Selten begegnet die Kamera Tieren mit Empathie. Die übliche Tierdokumentation appelliert an den Sinn für das Niedliche und Drollige. Man will das Tier dann knuddeln oder belächeln. Nicht alle Tiere eignen sich gleichermaßen. Wer will schon Insekten knuddeln? Und doch gelingt es Markus Imhoof in „More Than Honey“, beim Zuschauer große Anteilnahme für seine Hauptdarsteller zu wecken: Es sind Bienen. Wenn die Bienen aussterben, stirbt der Mensch vier Jahre später aus, soll Albert Einstein gesagt haben. Immerhin machen Bienen nicht nur Honig, sondern sind über Bestäubung an der Herstellung eines Drittels der menschlichen Nahrung beteiligt.

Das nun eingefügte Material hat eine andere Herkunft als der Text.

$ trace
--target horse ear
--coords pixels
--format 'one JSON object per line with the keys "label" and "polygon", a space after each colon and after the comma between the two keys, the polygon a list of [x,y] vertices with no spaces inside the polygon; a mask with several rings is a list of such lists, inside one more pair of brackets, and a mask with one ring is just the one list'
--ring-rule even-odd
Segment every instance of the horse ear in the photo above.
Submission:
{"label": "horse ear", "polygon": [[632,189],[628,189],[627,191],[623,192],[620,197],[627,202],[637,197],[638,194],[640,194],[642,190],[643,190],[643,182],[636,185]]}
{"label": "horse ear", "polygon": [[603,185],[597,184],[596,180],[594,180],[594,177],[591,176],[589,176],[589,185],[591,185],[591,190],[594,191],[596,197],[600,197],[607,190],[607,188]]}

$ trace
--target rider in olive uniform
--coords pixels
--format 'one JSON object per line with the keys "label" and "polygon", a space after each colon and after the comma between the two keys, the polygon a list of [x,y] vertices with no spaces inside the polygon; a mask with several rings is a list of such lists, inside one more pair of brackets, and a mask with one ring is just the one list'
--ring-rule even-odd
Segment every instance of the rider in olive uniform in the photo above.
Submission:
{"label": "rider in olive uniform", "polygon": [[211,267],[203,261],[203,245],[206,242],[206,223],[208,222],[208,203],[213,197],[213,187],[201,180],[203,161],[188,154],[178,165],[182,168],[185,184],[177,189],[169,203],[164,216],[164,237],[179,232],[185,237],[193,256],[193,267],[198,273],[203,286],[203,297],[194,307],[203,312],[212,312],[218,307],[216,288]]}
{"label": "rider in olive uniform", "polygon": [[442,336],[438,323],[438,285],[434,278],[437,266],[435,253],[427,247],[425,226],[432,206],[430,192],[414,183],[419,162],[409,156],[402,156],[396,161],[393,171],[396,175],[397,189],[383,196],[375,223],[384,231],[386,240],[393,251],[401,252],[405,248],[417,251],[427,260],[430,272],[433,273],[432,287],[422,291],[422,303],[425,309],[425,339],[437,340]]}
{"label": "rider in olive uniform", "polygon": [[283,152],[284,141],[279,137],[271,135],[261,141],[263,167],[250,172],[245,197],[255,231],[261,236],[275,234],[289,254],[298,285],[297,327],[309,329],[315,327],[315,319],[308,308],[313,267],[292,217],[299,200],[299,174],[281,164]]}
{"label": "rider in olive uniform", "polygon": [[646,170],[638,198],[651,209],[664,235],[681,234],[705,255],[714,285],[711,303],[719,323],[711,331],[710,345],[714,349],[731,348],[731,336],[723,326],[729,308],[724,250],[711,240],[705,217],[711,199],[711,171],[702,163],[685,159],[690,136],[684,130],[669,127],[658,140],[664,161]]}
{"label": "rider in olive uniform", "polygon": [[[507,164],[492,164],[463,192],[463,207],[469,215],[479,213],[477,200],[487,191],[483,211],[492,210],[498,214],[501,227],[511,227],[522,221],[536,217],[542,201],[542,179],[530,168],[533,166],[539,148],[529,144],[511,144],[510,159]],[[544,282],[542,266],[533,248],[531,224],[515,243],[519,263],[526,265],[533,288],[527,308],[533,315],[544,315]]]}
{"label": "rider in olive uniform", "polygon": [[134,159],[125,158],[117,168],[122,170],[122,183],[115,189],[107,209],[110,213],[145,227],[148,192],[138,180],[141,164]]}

Das weltweite Bienensterben sei ein Mysterium, hieß es lange. Imhoof ist den Ursachen in den USA, China und der Schweiz nachgegangen – sie sind nicht sonderlich geheimnisvoll. Natürlich hängen sie mit unseren Umweltsünden und unserer Gier zusammen. Gezeigt wird ein industrieller Imker, der seine Völker an Plantagenbesitzer ausleiht und seine Stöcke kreuz und quer durch die Staaten fährt. Wenn es in den Bäumen summt und der Sprühwagen mit dem Fungizid vorbeikommt, kann er nur hoffen, dass es nicht allzu viele seiner Bienen erwischt. Vergeblich: Das Zeug bleibt in den Härchen der Biene hängen; wenn sie nicht an Ort und Stelle stirbt, trägt sie das Gift in den Stock. Der Reisestress ist groß, ohne Antibiotika wären die Bienen nicht lebensfähig.
Das zu sehen tut dem Zuschauer weh. In Mittelamerika sind unterdes Killerbienen entstanden, die man nur noch mit der Unerschrockenheit eines Cowboys halten kann. Diese neue Rasse wäre durchaus in der Lage, sich mit denen anzulegen, die ihre Spezies mit dem Aussterben bedrohen. Man kann sie nach diesem Film nur allzu gut verstehen.

More Than Honey Schweiz/ Dtl. 2012. Buch & Regie: Markus Imhoof, Kamera: Jörg Jeshel. 90 Min., Farbe. FSK o. A.